Certificates of Deposit (CDs)
Certificates of deposit (CDs) are time deposits. When you choose a CD, the bank accepts your deposit for a fixed term—usually a preset period from six months to five years—and pays you interest until maturity. At the end of the term you can cash in your CD for the principal plus the interest you've earned, or roll your account balance over to a new CD. But you must tell the bank what you've decided before the CD matures. Otherwise the bank may automatically roll over your CD to a new CD with the same term at the current interest rate. And you might earn a better interest rate with a CD that has a different term, or one offered by a different bank.
CDs are less liquid than savings accounts. You can't add to or withdraw from them during the term. Instead, to buy a CD, you need to deposit the full amount all at once. If you cash in your CD before it matures, you'll usually pay a penalty, typically forfeiting some of the interest you've earned. To make up for the inconvenience of tying up your money, CDs typically pay higher interest than savings or money market accounts at the same bank, with the highest rates for the longest terms—though there are exceptions to this pattern. Like other savings accounts, bank CDs are insured by the FDIC, with your CD account balances counting toward your total insured amount.
CDs for Different Interest Rate Environments
In the past, each CD paid a fixed rate of interest over its term. But today you can also find variable rate CDs, sometimes called market rate CDs. With these accounts, the interest rate may rise and fall with changing market rates or be readjusted on a specific schedule. If the current rate is low, it may make sense to purchase a variable CD. That way, if interest rates rise, you won't miss out on the rate increase. On the other hand, if you expect rates to fall in the future, it may make more sense to buy a fixed-rate CD to lock in the higher rate for a specific term.

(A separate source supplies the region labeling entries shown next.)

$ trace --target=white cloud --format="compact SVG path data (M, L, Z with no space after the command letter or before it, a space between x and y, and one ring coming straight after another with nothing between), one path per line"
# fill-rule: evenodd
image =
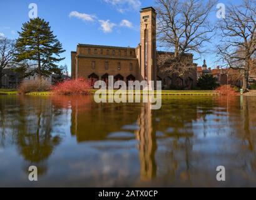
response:
M116 26L116 24L110 22L110 20L99 20L99 22L104 32L112 32L113 28Z
M140 9L141 2L140 0L103 0L105 2L115 7L121 13L130 10Z
M78 11L72 11L69 13L69 18L76 18L83 21L94 21L96 18L95 16L91 14L88 14L85 13L78 12Z
M121 21L120 26L127 27L128 28L132 28L133 27L133 24L126 19L123 19Z

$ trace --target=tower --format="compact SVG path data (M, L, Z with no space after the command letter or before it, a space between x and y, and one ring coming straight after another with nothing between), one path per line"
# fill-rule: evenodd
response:
M207 65L206 64L205 59L203 60L203 64L202 66L203 70L207 70Z
M156 17L152 7L140 11L140 73L141 79L148 81L156 80Z

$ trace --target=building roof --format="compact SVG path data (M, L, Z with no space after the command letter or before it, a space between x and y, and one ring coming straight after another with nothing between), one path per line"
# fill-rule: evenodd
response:
M220 74L220 70L217 69L213 69L212 70L212 73L213 75L217 75Z
M202 69L202 67L200 67L200 66L197 67L197 71L198 72L202 72L203 71Z
M122 47L122 46L105 46L105 45L96 45L96 44L78 44L78 46L86 46L86 47L92 47L92 48L115 48L115 49L135 49L135 48L131 47Z
M156 10L155 9L155 8L153 8L152 6L146 7L146 8L141 8L141 11L146 11L146 10L153 10L154 11L156 11Z

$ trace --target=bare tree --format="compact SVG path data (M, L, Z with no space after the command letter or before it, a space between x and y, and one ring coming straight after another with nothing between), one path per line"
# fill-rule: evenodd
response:
M158 68L161 71L182 76L194 67L192 66L193 58L187 54L205 52L205 44L213 36L215 28L208 16L215 1L156 0L156 3L158 41L174 51L173 54L158 56ZM168 64L161 65L165 62Z
M230 5L219 24L219 56L227 67L240 70L245 91L256 53L256 1L243 0L240 5Z
M0 38L0 88L2 88L3 69L13 61L14 41L6 38Z

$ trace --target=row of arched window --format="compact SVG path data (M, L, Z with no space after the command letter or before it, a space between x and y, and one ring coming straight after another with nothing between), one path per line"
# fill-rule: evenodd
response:
M101 76L101 80L104 81L106 83L108 82L108 76L110 74L106 73L104 75ZM100 77L95 73L92 73L88 76L88 79L91 80L91 85L93 86L94 83L100 80ZM124 81L125 78L120 74L116 74L114 76L114 82L118 81ZM135 77L133 74L130 74L126 77L126 81L135 81L136 79Z
M108 70L109 69L109 67L110 67L110 63L108 61L105 61L105 70ZM121 62L118 62L116 63L116 68L117 68L117 70L121 70ZM130 66L129 66L129 69L130 71L133 71L133 64L132 62L130 63ZM91 69L96 69L96 61L92 61L91 62Z
M103 55L106 54L107 56L118 56L122 57L126 56L134 56L135 52L134 51L130 50L110 50L110 49L88 49L88 55Z

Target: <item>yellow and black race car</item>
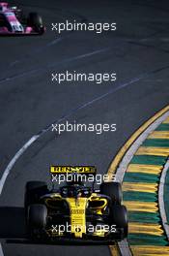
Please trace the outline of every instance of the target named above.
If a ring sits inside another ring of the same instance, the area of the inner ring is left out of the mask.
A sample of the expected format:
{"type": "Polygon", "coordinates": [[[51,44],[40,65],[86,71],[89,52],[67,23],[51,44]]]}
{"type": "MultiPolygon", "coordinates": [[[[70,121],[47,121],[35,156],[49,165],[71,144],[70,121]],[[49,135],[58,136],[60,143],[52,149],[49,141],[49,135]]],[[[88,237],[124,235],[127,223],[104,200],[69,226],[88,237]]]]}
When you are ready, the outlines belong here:
{"type": "MultiPolygon", "coordinates": [[[[94,175],[95,169],[92,170],[94,175]]],[[[95,189],[94,183],[90,186],[83,180],[88,171],[86,167],[78,167],[78,171],[55,168],[56,176],[71,173],[70,181],[66,180],[57,188],[52,184],[48,189],[42,181],[26,183],[24,207],[31,240],[112,243],[127,237],[127,212],[121,205],[121,184],[102,182],[99,189],[95,189]],[[77,178],[80,172],[81,179],[77,178]]]]}

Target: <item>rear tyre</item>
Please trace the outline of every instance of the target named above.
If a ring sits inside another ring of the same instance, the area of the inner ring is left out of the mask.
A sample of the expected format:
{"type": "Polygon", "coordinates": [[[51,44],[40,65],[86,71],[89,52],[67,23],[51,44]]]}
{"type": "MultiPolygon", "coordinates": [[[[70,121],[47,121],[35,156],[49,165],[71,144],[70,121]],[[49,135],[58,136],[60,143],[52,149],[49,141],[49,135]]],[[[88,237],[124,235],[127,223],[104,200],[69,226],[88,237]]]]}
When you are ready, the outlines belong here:
{"type": "Polygon", "coordinates": [[[122,203],[122,186],[118,182],[104,182],[100,184],[100,193],[111,198],[113,205],[122,203]]]}
{"type": "Polygon", "coordinates": [[[44,33],[42,18],[37,13],[30,13],[28,16],[28,26],[34,28],[35,32],[42,35],[44,33]]]}

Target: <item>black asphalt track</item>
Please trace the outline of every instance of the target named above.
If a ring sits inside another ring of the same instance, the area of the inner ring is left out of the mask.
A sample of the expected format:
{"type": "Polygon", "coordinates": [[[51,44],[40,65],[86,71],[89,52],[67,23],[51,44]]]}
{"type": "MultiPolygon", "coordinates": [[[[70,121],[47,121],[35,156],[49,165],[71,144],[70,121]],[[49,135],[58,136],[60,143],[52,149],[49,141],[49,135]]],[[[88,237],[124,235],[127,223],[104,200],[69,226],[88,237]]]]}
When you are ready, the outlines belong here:
{"type": "Polygon", "coordinates": [[[34,135],[65,121],[116,123],[116,132],[42,133],[18,159],[0,197],[5,256],[109,255],[108,246],[38,245],[24,238],[23,191],[31,179],[48,180],[53,164],[96,165],[99,174],[129,136],[169,102],[168,1],[15,1],[39,12],[41,37],[0,38],[0,176],[34,135]],[[116,32],[51,31],[66,19],[117,22],[116,32]],[[117,73],[116,82],[51,82],[51,73],[117,73]]]}

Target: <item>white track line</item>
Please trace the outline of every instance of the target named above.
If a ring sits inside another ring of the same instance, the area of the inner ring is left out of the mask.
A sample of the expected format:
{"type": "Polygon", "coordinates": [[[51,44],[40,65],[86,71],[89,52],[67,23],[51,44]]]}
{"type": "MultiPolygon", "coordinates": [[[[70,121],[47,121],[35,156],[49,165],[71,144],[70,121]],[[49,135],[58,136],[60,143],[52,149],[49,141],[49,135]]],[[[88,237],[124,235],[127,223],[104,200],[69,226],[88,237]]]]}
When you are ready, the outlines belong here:
{"type": "Polygon", "coordinates": [[[165,212],[165,204],[164,204],[164,185],[165,185],[165,177],[167,175],[167,171],[169,170],[169,159],[164,166],[162,171],[162,175],[160,177],[159,182],[159,193],[158,193],[158,205],[159,205],[159,211],[162,219],[162,225],[169,240],[169,225],[167,224],[167,216],[165,212]]]}
{"type": "MultiPolygon", "coordinates": [[[[81,55],[80,57],[85,57],[85,56],[89,56],[89,55],[91,55],[91,54],[96,54],[96,53],[99,53],[99,52],[101,52],[102,50],[105,50],[105,48],[104,49],[101,49],[101,50],[96,50],[96,51],[94,51],[94,52],[92,52],[92,53],[87,53],[87,54],[84,54],[84,55],[81,55]]],[[[77,58],[79,58],[79,56],[77,57],[77,58]]],[[[164,67],[164,69],[165,68],[168,68],[168,67],[164,67]]],[[[79,111],[79,110],[82,110],[82,109],[84,109],[84,108],[86,108],[86,107],[89,107],[89,106],[91,106],[92,104],[94,104],[94,103],[96,103],[96,102],[98,102],[98,101],[99,101],[99,100],[101,100],[101,99],[103,99],[103,98],[105,98],[106,96],[108,96],[108,95],[110,95],[110,94],[112,94],[112,93],[114,93],[114,92],[116,92],[116,91],[118,91],[118,90],[120,90],[120,89],[123,89],[123,88],[125,88],[125,87],[127,87],[127,86],[128,86],[128,85],[130,85],[130,84],[132,84],[132,83],[134,83],[134,82],[136,82],[136,81],[139,81],[139,80],[143,80],[143,79],[145,79],[145,78],[147,78],[147,77],[149,77],[149,76],[151,76],[151,75],[153,75],[153,73],[154,72],[157,72],[158,70],[155,70],[155,71],[152,71],[152,72],[150,72],[150,73],[146,73],[146,74],[142,74],[142,75],[140,75],[139,77],[137,77],[137,78],[133,78],[132,80],[130,80],[129,81],[127,81],[127,82],[125,82],[125,83],[121,83],[121,84],[119,84],[119,86],[118,87],[115,87],[115,88],[113,88],[113,89],[111,89],[111,90],[109,90],[108,92],[106,92],[106,93],[104,93],[104,94],[102,94],[102,95],[100,95],[100,96],[99,96],[99,97],[97,97],[97,98],[95,98],[95,99],[93,99],[93,100],[91,100],[90,102],[87,102],[87,103],[85,103],[85,104],[83,104],[83,105],[81,105],[81,106],[79,106],[79,107],[77,107],[76,109],[73,109],[73,110],[71,110],[69,113],[67,113],[65,116],[62,116],[59,120],[57,120],[57,121],[54,121],[54,122],[52,122],[52,124],[53,123],[59,123],[60,121],[62,121],[62,120],[64,120],[64,119],[66,119],[66,118],[68,118],[68,117],[70,117],[70,115],[72,115],[74,112],[76,112],[77,111],[79,111]]],[[[0,83],[1,83],[1,81],[0,81],[0,83]]],[[[35,143],[41,136],[42,136],[44,133],[46,133],[47,131],[49,131],[49,129],[51,129],[51,127],[52,127],[52,124],[49,124],[46,128],[44,128],[44,129],[42,129],[42,131],[40,131],[37,135],[35,135],[35,136],[33,136],[16,153],[15,153],[15,155],[12,158],[12,160],[10,161],[10,163],[8,164],[8,166],[7,166],[7,168],[5,169],[5,171],[4,171],[4,173],[3,173],[3,175],[2,175],[2,177],[1,177],[1,179],[0,179],[0,196],[1,196],[1,194],[2,194],[2,190],[3,190],[3,187],[4,187],[4,185],[5,185],[5,182],[6,182],[6,179],[7,179],[7,177],[8,177],[8,176],[9,176],[9,174],[10,174],[10,172],[11,172],[11,170],[13,169],[13,167],[14,166],[14,164],[15,164],[15,162],[18,160],[18,158],[28,149],[28,147],[33,144],[33,143],[35,143]]],[[[125,247],[126,247],[126,245],[124,245],[125,247]]],[[[1,246],[1,243],[0,243],[0,248],[2,249],[2,246],[1,246]]],[[[3,255],[3,254],[2,254],[3,255]]],[[[1,255],[0,255],[1,256],[1,255]]]]}
{"type": "MultiPolygon", "coordinates": [[[[127,172],[127,166],[129,165],[134,153],[137,151],[138,147],[142,144],[142,143],[147,139],[150,133],[152,133],[154,130],[155,130],[158,125],[163,122],[167,117],[169,116],[169,112],[162,114],[159,118],[157,118],[154,123],[152,123],[138,138],[137,140],[132,144],[132,145],[129,147],[129,149],[127,151],[125,156],[123,157],[119,168],[116,172],[116,179],[119,182],[123,182],[125,173],[127,172]]],[[[162,189],[162,188],[161,188],[162,189]]],[[[163,199],[162,199],[163,201],[163,199]]],[[[165,212],[163,210],[162,212],[165,212]]],[[[168,230],[169,232],[169,230],[168,230]]],[[[121,242],[118,242],[121,254],[123,256],[130,256],[132,255],[127,240],[124,240],[121,242]]]]}

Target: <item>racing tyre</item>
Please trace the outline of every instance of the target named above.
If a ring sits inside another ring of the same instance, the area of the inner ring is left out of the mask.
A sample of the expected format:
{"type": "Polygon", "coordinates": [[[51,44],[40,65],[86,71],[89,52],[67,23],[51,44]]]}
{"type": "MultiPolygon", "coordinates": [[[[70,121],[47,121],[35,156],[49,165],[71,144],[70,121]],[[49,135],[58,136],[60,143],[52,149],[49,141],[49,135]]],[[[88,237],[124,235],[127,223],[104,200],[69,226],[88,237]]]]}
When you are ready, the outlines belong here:
{"type": "Polygon", "coordinates": [[[24,208],[27,216],[29,205],[39,202],[39,198],[48,192],[47,184],[43,181],[28,181],[25,186],[24,208]]]}
{"type": "Polygon", "coordinates": [[[28,26],[35,29],[35,32],[40,35],[44,33],[44,26],[42,24],[42,18],[37,13],[30,13],[28,16],[28,26]]]}
{"type": "Polygon", "coordinates": [[[113,206],[109,215],[109,225],[116,225],[116,228],[124,230],[124,237],[126,239],[128,233],[128,219],[127,210],[125,206],[113,206]]]}
{"type": "Polygon", "coordinates": [[[122,186],[119,182],[104,182],[100,184],[100,193],[111,198],[113,205],[122,203],[122,186]]]}
{"type": "Polygon", "coordinates": [[[41,240],[46,226],[47,208],[44,205],[35,204],[28,208],[28,237],[41,240]]]}

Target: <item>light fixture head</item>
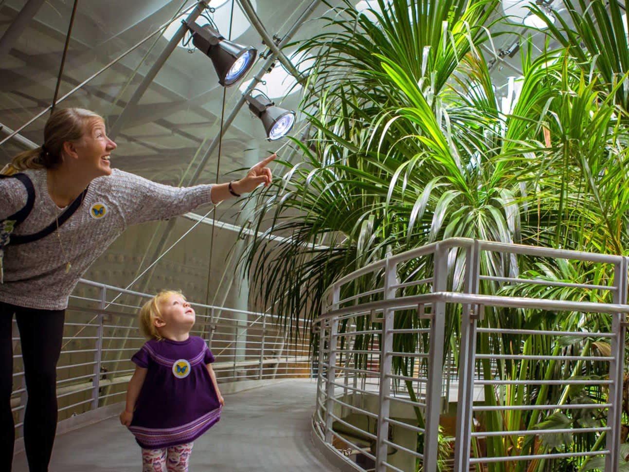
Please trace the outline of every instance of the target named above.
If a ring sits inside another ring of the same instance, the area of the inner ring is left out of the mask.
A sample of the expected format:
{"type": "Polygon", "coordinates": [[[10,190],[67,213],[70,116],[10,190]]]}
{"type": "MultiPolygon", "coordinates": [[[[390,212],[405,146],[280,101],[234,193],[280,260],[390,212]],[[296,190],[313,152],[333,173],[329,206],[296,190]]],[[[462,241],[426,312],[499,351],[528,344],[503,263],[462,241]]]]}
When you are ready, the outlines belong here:
{"type": "Polygon", "coordinates": [[[245,98],[249,103],[249,110],[262,120],[269,141],[286,136],[295,124],[294,111],[276,106],[264,95],[254,98],[248,94],[245,98]]]}
{"type": "Polygon", "coordinates": [[[245,76],[253,65],[258,51],[228,41],[209,25],[199,26],[194,21],[184,22],[192,35],[192,44],[212,60],[218,75],[218,83],[229,87],[245,76]]]}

Another alternative is to create a CD ladder. You might start by dividing the amount you plan to invest in CDs into four equal amounts and buy four CDs with varying terms—say three months, six months, nine months, and one year. As each CD matures, you replace it with a one-year CD, so you have an amount to cash in or reinvest on a regular schedule. If you used a longer ladder, so that your CDs matured on an annual instead of a quarterly basis, you would never have all your money invested at the same rate, which would allow you to avoid locking in a large sum at a low rate.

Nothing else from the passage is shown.